After recuperating from the thin air and general exhaustion, we spent a day on Lake Titicaca, 4,000 meters above sea level. The first inhabitants of the lake envisioned the coast line as a figure of a lion chasing a rabbit and named the lake “Grey Puma” in the local language of Aymara.
On the lake we visited a series of islas flotantes (floating islands), where small one-room houses rest on tightly packed layers of totora reeds. The plants are a spongy celery like material, rich in iodine. The residents peel away the skin and snack on the stalks, leaving their teeth bright white against their sun scorched cheeks.
It felt strange to be a tourist, unsure whether the islanders received a portion of our tour ticket. I still don’t understand the system of tipping. And I prefer not to barter for chuyos (traditional wool hats with ear flaps) knowing I’m only paying five dollars to begin with.
My anxiety regarding my tourist identity diminished slightly when I bought hand knit leg warmers at a local artesian market in Cusco. The woman rejoiced in the purchase as it was her first sale of the day.
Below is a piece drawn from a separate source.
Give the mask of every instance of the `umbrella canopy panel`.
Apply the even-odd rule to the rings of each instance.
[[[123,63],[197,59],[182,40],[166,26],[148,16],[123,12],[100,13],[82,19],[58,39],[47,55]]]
She made the sign of the cross on her chest and thanked me with a large sunrisa (smile).
In Arequipa we entered lower altitude and warmer weather, a city surrounded by snow capped volcanoes and Spanish monasteries. It was a relief to be in one place for more than a couple of nights. We settled in and even cooked dinner in the hostel kitchen one night – grilled cheese and tomato soup.
We took an overnight bus trip to the Canyon del Colca. During the four hour ride we passed through a national reserve where protected vicuna roam – an endangered species of llama with more delicate features and fine wool.
At the highest point of 4,800 meters, we stopped to view the surrounding volcanoes of el Misti and Chachani and the miniature rock piles that locals place at the side of the road as a traditional offering to the mountain gods.
On our tour of the canyon, we stopped at cliff side miradores (lookouts), where ceramic bird whistles and embroidered bags were sold. We waited to view one of the gigantic Andean condors soar up and out of the canyon. Having seen none, I didn’t leave disappointed but felt full of fresh mountain air with eyes wide in disbelief of the geological beauty.
Now back in Huanuco, I can close my eyes and see the mossy green carpet of Maccu Piccu and feel the stinging sun reflecting off the grey waves of Lake Titicaca. I can picture the detailed stitching of the traditional vestimiento of the women in Chivay and remember our dinner conversations after a day of sightseeing.
It’s a relief to unpack my bags and find that returning home to Huanuco does feeling like I’m actually returning home.